2.) Lewis Frankfort — the chairman of a fitness studio chain called Flywheel Sports — has been a board member of WeWork for roughly five years, and BI says WeWork once loaned him $6.3 million, which he repaid in interest earlier this year. We have to think he’d stick with Neumann out of loyalty. At the same time, he doesn’t wield much power unless he has the right to block significant actions at the company (some shareholders get these blocking rights; some don’t.) What he know: he controls 2 million shares, and 750,000 of them are Class B shares that carry 10 votes each.
3.) Benchmark, which first backed WeWork in 2012, is represented on the board by Bruce Dunlevie, the founding partner of the venture firm. Benchmark owns 32.6 million Class A shares, and could go either way, seemingly. On the one hand, Benchmark doesn’t want to establish a reputation for pushing out founders after the Kalanick debacle, and if it supports SoftBank over Neumann, it risks this exact thing happening. On the other hand, Benchmark might not want to battle with SoftBank if it thinks it has staying power or it’s concerned (suddenly) that it allowed Neumann to amass too much control.
4.) Harvard Business School professor Frances Frei was brought in roughly a minute ago to add a much-need sprinkling of gender diversity to WeWork’s all-male board. Frei’s name first came to be more broadly recognized when she was hired to help address Uber’s battered culture, so presumably she has ties to Benchmark. We’d guess she’ll side with Dunlevie, meaning that we have no idea whose side she will take.
5.) Steven Langman, the cofounder of private equity firm Rhône Group, has ties that go back a ways with Neumann, and he has benefited richly from the association, seemingly. According to an April story in the WSJ, Langman met Neumann through a shared rabbi in its earlier days and joined the board in 2012. He also invested in the company (he owns 2.28 million shares in the company, according to a bond filing). Langman is on both the company’s compensation committee and its succession committee.
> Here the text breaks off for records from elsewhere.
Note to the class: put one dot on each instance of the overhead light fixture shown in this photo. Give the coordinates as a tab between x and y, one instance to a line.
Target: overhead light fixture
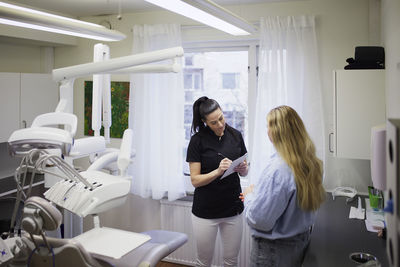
209	13
34	19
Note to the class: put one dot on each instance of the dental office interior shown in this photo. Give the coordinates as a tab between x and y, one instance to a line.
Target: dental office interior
345	108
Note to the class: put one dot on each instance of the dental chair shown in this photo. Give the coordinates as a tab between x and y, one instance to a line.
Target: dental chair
86	193
37	250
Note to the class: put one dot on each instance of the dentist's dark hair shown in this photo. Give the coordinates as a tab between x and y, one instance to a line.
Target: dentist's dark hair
201	108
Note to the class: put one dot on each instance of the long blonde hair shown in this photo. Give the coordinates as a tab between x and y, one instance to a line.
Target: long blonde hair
292	142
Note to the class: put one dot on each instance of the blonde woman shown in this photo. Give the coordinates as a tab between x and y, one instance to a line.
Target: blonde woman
281	210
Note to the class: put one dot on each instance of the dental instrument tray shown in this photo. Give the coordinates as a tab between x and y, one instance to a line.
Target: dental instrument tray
109	242
100	192
24	140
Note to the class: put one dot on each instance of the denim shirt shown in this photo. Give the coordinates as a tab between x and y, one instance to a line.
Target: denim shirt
272	211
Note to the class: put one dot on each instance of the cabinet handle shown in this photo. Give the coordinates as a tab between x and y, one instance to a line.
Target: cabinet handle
330	143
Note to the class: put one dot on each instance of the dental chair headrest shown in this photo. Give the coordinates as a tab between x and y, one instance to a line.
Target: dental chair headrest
40	215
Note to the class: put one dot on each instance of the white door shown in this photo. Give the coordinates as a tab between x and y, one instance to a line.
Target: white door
39	94
9	104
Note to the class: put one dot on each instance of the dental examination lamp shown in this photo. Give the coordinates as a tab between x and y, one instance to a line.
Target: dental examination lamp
67	75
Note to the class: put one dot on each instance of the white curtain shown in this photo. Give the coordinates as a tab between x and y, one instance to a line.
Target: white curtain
156	117
288	75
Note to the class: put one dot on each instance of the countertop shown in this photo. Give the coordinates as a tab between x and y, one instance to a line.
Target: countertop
335	236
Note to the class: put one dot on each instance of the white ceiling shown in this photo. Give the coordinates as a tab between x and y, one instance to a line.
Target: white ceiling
81	8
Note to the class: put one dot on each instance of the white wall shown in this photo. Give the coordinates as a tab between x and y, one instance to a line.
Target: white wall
391	40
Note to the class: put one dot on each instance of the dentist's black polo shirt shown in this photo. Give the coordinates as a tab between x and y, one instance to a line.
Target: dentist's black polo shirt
220	198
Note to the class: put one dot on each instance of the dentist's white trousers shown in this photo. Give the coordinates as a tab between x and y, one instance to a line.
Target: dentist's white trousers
205	232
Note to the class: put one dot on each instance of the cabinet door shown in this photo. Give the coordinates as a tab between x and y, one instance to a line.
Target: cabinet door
9	104
39	94
359	105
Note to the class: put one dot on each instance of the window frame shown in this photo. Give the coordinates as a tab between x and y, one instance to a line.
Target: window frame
224	46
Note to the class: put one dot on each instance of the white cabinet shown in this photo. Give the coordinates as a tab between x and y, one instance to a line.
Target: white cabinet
23	96
359	104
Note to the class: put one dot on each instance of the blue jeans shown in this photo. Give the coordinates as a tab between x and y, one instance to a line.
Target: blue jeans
288	252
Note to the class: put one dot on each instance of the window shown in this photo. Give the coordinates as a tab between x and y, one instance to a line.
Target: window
230	80
223	76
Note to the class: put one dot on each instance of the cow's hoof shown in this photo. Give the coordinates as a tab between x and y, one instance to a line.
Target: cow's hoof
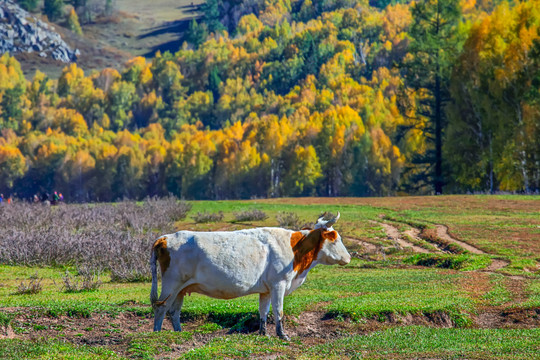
284	337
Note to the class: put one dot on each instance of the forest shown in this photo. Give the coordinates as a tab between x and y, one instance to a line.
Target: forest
271	98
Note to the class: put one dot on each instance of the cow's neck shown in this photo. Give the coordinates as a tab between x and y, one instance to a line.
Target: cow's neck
300	278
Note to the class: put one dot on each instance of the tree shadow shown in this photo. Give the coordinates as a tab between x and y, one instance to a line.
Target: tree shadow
177	27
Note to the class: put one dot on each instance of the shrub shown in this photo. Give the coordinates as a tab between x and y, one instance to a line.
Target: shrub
73	22
90	281
250	215
99	237
205	217
33	286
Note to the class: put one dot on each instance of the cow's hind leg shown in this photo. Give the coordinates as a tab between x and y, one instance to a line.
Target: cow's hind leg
161	307
278	293
174	312
264	308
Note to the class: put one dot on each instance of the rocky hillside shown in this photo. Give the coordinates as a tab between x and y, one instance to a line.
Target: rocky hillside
21	32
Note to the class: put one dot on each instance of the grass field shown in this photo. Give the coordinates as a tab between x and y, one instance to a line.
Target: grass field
382	305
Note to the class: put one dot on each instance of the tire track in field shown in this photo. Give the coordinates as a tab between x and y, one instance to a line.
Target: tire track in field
369	247
393	234
496	264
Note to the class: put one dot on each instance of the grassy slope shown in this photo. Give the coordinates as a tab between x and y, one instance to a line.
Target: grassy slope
363	289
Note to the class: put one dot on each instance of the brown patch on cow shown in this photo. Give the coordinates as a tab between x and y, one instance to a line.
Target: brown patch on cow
163	256
307	247
329	235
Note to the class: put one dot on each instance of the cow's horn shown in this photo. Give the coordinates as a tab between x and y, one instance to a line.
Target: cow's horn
321	220
333	221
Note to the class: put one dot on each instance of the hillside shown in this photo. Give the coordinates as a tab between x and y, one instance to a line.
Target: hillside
136	28
304	98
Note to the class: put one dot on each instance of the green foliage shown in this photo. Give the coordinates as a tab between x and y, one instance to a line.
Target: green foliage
28	5
54	9
338	98
197	33
73	22
435	40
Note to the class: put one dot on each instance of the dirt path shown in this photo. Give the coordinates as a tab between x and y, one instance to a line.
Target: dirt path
393	233
442	232
369	247
496	264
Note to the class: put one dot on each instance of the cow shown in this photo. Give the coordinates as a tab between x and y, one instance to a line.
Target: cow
271	262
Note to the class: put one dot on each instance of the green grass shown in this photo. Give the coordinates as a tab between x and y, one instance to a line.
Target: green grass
433	343
352	290
51	349
364	289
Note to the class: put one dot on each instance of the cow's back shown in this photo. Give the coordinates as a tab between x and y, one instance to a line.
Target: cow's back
229	264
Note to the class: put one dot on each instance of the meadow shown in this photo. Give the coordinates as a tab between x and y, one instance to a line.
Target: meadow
415	289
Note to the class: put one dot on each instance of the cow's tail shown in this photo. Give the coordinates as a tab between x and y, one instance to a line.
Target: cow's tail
153	269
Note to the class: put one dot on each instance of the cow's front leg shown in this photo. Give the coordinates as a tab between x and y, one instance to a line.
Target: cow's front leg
278	293
174	312
264	308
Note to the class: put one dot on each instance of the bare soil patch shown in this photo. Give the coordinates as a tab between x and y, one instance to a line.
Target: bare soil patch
393	234
442	232
368	248
311	327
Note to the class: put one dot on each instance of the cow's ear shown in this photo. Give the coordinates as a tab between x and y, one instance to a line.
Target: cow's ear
330	235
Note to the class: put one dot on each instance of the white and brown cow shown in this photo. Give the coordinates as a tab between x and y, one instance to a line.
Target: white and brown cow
271	262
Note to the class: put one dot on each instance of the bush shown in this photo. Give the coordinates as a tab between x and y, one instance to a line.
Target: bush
90	281
250	215
100	237
31	287
73	22
205	217
28	5
54	9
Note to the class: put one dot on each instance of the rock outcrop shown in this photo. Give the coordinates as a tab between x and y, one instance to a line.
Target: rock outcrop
20	31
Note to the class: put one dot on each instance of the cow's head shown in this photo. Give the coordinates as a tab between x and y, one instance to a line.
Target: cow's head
333	251
322	244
He also runs a real-estate investment vehicle in partnership with We that buys and develops buildings to then lease back to the co-working company, despite that it raises conflict-of-interest questions. We’d guess he’s on Team Neumann.
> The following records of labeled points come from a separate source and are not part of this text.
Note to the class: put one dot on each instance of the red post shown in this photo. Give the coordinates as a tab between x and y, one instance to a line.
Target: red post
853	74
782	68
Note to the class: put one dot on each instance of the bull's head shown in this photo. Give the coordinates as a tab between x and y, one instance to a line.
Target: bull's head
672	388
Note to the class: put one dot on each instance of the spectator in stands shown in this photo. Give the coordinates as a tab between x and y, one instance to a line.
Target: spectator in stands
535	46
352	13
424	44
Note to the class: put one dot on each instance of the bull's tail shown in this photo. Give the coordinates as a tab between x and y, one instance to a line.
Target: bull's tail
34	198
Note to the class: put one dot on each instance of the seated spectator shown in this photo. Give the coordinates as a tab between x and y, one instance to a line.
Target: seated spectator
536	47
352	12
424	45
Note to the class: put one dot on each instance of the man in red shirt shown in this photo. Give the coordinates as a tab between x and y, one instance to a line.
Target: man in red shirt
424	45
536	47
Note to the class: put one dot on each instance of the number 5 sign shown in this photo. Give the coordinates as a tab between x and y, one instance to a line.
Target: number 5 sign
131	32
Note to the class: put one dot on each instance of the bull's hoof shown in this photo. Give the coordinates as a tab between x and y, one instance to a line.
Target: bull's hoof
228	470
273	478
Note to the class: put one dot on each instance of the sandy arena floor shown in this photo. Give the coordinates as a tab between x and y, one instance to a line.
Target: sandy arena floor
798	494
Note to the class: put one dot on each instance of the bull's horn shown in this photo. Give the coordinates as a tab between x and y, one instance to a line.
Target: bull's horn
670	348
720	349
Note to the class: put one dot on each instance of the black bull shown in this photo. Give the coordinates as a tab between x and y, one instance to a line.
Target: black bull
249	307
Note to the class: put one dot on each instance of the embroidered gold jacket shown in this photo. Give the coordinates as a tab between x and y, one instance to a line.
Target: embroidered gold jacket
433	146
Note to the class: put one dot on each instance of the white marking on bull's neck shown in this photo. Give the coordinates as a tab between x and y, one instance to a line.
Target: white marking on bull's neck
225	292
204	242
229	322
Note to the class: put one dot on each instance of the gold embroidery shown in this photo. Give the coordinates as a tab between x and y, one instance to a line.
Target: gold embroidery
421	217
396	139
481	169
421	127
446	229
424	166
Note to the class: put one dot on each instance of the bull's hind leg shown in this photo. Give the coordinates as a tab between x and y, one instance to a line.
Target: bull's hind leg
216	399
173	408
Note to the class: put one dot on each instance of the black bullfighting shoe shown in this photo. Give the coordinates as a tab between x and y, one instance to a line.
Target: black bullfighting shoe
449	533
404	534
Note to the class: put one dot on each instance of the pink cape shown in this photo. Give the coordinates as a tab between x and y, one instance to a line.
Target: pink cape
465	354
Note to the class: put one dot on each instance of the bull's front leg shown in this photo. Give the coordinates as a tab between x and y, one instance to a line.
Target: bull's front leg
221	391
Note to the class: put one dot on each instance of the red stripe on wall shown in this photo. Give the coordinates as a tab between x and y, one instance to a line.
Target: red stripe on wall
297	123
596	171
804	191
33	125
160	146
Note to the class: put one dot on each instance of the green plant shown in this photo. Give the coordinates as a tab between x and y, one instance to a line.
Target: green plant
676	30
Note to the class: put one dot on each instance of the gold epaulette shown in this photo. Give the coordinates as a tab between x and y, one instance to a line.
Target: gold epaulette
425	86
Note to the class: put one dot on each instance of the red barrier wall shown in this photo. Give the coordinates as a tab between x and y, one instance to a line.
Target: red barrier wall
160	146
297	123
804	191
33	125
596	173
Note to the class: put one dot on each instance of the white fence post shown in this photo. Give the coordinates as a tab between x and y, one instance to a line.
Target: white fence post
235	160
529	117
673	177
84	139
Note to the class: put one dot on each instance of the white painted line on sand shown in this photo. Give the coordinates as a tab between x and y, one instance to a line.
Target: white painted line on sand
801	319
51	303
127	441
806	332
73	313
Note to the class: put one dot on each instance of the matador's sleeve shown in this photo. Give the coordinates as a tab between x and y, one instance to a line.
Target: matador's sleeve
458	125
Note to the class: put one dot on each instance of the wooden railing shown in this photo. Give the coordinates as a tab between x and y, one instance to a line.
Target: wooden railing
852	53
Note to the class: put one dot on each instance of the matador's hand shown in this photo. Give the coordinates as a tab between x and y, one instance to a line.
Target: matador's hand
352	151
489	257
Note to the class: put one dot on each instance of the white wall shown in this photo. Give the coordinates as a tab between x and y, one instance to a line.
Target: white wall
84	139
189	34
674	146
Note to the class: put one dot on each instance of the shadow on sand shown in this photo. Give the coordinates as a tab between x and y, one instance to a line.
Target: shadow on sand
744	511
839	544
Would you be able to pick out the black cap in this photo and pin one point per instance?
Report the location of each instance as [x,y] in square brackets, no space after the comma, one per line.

6.) John Zhao is the chairman and CEO of Hony Capital, which partnered with SoftBank and WeWork to create a standalone entity called WeWork China back in 2017, and Hony has subsequently poured more capital into that subsidiary. We’re not sure how close Zhao is to SoftBank, but if SoftBank brought Hony into WeWork, we’re guessing he’ll back the Japanese conglomerate on this one. Hony doesn’t own 5 percent or more of WeWork’s parent company so its share holdings aren’t listed publicly.
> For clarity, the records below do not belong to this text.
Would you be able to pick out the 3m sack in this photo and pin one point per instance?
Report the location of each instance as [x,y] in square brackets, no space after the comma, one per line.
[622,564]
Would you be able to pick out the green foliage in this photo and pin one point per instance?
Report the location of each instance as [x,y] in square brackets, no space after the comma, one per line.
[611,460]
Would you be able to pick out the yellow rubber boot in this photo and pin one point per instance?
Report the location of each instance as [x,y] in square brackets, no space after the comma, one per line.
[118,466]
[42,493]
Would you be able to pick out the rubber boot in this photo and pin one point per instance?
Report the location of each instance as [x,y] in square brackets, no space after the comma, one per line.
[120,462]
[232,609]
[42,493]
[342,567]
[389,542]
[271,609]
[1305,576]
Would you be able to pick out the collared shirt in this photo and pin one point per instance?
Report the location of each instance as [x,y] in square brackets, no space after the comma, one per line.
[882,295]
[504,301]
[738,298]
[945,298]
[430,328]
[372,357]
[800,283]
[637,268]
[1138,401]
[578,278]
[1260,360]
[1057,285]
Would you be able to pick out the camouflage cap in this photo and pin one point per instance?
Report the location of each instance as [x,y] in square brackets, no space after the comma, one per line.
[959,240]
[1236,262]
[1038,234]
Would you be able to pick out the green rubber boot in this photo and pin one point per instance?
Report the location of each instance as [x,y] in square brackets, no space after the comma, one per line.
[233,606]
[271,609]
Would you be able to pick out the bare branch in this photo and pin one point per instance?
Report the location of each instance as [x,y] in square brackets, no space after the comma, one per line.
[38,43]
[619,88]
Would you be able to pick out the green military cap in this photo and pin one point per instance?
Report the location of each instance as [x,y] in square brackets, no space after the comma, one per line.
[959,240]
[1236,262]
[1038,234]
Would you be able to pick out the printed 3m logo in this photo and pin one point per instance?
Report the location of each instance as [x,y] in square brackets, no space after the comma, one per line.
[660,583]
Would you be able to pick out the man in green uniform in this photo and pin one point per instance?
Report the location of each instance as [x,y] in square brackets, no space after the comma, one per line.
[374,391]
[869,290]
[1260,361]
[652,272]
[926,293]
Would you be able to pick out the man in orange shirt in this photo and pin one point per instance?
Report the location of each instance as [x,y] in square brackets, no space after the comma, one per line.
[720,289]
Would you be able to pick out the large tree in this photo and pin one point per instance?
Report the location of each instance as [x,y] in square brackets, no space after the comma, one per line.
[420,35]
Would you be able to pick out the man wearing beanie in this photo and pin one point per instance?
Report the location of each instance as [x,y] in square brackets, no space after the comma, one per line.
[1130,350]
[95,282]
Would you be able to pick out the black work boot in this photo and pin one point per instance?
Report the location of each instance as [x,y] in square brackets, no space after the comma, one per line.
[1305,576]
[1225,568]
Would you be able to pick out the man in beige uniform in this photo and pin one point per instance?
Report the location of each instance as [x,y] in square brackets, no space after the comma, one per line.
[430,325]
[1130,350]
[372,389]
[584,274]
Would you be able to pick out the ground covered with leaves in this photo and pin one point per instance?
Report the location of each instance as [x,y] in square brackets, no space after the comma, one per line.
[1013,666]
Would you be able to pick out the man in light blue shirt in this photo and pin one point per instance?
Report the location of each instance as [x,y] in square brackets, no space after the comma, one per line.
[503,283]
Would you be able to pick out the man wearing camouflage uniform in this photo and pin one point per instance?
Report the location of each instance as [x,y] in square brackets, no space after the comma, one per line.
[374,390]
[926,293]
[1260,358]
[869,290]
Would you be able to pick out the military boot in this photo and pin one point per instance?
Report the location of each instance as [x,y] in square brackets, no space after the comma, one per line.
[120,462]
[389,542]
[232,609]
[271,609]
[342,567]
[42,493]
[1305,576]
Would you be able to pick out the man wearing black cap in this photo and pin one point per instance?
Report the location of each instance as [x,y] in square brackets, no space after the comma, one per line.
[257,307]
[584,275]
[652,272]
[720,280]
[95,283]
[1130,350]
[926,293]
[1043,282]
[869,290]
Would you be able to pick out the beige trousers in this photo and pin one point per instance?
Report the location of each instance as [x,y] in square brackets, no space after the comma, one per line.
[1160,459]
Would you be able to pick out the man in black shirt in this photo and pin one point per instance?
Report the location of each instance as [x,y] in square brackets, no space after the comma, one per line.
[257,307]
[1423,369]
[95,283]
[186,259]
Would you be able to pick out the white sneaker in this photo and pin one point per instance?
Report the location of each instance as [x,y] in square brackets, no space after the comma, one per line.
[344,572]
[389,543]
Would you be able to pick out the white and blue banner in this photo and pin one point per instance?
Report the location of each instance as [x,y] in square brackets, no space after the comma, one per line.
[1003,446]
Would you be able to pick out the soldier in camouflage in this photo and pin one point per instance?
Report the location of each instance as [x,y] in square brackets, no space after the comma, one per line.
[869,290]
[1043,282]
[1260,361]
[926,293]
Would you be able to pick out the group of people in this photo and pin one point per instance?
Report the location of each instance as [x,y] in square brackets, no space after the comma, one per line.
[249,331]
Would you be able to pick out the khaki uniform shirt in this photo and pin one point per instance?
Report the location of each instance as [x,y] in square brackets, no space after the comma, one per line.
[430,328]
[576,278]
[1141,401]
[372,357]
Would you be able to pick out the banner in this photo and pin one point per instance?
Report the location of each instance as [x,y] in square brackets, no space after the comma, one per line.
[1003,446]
Neumann, it’s very worth noting, is himself is far more powerful than any of these six individuals. Even after the company recently revised Neumann’s supervoting rights, which gave him 20 times the voting power of ordinary shareholders and now give him 10, he could fire the entire board if he so chooses, notes the WSJ.
Naturally, that wouldn’t be a good look for Neumann, who is already battling growing public perception that, among other negatives for a public company CEO, he smokes a whole lot of pot and that he is delusional, following a WSJ piece that reported Neumann confided to different people his interest in the role of Israel’s prime minister and, more recently, to become president of the world.
All that said, SoftBank is also fast-losing credibility. While its CEO, Masayoshi Son, has been long revered as a visionary, a growing number of sources we’ve spoken to question the viability of his entire Vision Fund operation, and they point to WeWork — whose valuation leaps on the private market, from $20 billion to, more recently, $47 billion, were entirely a product of SoftBank’s doing — as just one in a costly string of poor calls.
Indeed, despite the roughly $10 billion that SoftBank has sunk into WeWork, the financial loss it would take if WeWork falls apart would pale in comparison to the reputation hit Son would suffer, and you can bet there will be ripple effects.